Das Buch ist von der liebevollen Aufmachung her schon ein Hingucker. Der Inhalt hat mich mehr als überzeugt. Hier werden alle Themenbereiche umfassend abgehandelt.

Neben den möglichen Materialien für ein Hochbeet wird der richtige Aufbau und die Befüllung erläutert. Für Paletten-Liebhaber ist sogar eine Bauanleitung für das sogenannte „Ruckzuck-Paletten-Hochbeet“ enthalten. Und wer bei Hochbeeten nur an die typischen 1m x 2m Holz-Varianten denkt, dem zeigt die Autorin verschiedene Gestaltungsmöglichkeiten, z.B. die Kräuter-Hochbeet-Pyramide oder Varianten für Balkon und Terrasse. Ein weiteres Kapitel widmet sich den Fehlern, die man machen kann oder besser, wie aus der Erfahrung anderer klug wird. Und wo was gut wächst, kommen gerne ungebetene „Mitesser“. Doris Kampas stellt dem Leser die „Besucher“ vor und zeigt auch gleich, wie man sie derer biologisch wehrt.

So bestens mit dem nötigen Grundwissen versorgt, stellt die Autorin verschiedene Themenbeete vor, zeigt den Anbauplan mit Einkaufsliste und Pflanzabständen etc. über den gesamten Jahreslauf.
Und für Kinder ist auch speziell ein Themenbeet dabei.

Ich selber hatte schon ein wenig Erfahrung mit einem kleineren Hochbeet.
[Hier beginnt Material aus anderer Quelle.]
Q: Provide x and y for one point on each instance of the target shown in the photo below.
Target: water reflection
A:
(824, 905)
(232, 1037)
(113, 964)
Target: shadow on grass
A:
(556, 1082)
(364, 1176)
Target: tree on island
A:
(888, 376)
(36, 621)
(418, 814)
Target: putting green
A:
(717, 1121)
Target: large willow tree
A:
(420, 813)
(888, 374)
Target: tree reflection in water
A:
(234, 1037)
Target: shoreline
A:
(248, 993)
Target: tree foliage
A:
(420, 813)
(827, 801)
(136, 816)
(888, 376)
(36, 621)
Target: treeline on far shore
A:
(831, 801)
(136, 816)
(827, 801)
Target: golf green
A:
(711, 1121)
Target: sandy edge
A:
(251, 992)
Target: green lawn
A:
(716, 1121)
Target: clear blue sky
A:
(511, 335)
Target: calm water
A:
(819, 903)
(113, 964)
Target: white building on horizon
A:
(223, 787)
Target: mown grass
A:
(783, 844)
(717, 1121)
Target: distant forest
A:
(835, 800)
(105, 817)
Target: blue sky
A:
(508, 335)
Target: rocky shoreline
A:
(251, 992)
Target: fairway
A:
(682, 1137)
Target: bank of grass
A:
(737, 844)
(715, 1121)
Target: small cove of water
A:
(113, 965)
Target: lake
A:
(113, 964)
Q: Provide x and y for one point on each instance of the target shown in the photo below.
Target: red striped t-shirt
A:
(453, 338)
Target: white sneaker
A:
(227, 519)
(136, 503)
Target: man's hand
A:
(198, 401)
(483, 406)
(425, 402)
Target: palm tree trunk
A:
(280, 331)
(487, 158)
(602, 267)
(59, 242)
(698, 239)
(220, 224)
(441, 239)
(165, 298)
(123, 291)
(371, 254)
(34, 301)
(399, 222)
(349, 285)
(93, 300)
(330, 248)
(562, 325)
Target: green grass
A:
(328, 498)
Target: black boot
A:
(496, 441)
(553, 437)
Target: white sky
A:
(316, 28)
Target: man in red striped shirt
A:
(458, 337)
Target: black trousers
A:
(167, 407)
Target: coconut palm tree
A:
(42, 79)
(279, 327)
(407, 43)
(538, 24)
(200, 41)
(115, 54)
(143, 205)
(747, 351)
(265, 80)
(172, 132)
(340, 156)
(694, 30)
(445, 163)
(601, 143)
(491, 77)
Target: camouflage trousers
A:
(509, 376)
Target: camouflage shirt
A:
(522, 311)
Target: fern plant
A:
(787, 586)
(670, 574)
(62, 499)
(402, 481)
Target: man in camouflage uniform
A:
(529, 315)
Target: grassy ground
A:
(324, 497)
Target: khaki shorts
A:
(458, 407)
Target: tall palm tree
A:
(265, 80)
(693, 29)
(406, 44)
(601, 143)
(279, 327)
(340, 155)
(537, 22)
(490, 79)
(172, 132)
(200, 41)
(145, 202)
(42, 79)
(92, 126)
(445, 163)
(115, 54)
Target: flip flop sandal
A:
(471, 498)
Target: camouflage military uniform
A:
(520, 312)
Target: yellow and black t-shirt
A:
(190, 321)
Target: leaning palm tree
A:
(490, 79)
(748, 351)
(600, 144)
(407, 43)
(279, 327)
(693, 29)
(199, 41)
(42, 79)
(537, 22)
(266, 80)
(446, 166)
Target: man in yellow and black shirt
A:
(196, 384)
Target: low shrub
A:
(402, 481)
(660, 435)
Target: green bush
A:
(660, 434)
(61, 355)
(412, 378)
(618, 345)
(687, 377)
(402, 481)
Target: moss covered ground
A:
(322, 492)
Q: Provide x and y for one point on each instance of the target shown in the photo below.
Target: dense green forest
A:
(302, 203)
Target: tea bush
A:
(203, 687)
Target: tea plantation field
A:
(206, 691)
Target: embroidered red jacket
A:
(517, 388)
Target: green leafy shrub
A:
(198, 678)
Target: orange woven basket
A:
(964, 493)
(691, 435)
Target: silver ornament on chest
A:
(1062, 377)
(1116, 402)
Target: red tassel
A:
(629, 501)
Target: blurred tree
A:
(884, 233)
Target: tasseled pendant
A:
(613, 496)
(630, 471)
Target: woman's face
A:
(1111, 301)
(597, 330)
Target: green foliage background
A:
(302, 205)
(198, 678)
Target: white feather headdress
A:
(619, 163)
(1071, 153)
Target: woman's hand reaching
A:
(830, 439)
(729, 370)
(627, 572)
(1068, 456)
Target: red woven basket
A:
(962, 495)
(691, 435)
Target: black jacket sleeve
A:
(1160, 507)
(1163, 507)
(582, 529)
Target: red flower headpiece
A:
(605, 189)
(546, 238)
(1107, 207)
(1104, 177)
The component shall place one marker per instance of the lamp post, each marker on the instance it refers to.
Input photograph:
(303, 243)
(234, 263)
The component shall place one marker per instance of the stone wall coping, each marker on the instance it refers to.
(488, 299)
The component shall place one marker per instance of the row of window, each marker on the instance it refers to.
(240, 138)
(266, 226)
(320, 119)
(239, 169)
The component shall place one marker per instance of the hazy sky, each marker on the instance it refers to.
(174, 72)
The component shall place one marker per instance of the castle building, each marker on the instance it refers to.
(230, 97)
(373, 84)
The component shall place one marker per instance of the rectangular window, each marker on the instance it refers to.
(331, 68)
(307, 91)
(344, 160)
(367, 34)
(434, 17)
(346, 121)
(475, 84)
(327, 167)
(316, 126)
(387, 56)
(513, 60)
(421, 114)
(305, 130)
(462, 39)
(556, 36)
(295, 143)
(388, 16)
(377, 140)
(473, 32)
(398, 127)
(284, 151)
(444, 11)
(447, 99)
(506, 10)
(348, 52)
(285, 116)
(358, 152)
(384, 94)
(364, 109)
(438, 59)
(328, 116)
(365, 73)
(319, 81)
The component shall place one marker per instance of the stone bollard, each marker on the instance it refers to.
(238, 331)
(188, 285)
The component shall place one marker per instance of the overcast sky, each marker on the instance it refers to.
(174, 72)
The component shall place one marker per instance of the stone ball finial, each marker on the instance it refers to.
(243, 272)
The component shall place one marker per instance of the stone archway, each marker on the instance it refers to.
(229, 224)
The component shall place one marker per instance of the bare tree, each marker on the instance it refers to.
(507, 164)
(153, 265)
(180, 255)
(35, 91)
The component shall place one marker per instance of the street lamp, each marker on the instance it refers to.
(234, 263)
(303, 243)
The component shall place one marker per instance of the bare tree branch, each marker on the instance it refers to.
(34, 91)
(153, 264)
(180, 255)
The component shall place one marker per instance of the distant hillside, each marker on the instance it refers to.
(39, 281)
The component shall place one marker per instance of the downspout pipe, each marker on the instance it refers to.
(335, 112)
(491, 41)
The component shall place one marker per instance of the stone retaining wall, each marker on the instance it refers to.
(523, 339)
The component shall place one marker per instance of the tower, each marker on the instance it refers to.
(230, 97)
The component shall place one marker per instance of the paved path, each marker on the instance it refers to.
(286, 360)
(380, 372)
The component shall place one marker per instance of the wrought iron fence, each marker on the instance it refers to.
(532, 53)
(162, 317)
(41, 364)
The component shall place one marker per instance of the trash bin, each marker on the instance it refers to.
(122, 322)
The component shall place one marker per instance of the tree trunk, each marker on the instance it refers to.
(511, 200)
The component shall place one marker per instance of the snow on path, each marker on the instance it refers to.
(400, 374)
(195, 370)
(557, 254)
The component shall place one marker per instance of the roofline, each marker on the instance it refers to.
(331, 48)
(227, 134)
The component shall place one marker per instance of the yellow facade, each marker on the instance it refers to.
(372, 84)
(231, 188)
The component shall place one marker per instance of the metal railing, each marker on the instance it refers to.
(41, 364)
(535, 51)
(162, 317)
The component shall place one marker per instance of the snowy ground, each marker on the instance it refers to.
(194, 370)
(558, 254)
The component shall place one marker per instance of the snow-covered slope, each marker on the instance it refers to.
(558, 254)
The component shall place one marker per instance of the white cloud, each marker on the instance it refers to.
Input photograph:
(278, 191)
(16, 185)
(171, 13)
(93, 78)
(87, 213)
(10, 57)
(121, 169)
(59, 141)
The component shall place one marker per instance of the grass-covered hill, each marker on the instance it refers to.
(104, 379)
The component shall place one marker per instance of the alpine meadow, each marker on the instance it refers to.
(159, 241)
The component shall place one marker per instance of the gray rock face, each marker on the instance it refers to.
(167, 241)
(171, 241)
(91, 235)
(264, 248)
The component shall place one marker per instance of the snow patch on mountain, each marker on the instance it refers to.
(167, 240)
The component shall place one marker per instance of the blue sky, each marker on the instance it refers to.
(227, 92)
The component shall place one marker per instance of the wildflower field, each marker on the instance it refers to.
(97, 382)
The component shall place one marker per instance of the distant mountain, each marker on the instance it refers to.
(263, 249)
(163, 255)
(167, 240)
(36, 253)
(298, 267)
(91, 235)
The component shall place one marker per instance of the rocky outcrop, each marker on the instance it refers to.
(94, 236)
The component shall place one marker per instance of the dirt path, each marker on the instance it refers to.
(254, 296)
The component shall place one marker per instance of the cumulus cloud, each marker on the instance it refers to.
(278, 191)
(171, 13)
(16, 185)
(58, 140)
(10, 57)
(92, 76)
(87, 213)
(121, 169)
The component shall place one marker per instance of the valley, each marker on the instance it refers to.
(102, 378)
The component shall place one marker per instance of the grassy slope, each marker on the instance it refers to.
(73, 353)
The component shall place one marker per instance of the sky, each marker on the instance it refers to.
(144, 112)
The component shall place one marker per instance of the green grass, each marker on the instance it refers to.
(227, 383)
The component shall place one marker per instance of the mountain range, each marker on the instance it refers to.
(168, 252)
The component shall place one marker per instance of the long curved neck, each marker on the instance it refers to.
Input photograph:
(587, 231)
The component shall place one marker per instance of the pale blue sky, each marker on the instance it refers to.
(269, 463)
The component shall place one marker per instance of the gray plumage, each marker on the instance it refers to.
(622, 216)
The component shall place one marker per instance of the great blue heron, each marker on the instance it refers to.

Weil ich dieses nun durch eine größere Variante ersetzen möchte, hat mich dieses Buch wegen der Themenbeete gleich angesprochen. Ich habe aber nun über Hochbeete allgemein noch einiges gelernt. Und speziell die Nutzung in die Wintermonate hinein wurde bisher von mir so nicht praktiziert.

Mein Fazit:
Das wird meine „Hochbeet-Bibel“, Nachschlagewerk für alle Situationen. Optisch wie inhaltlich ein Genuß.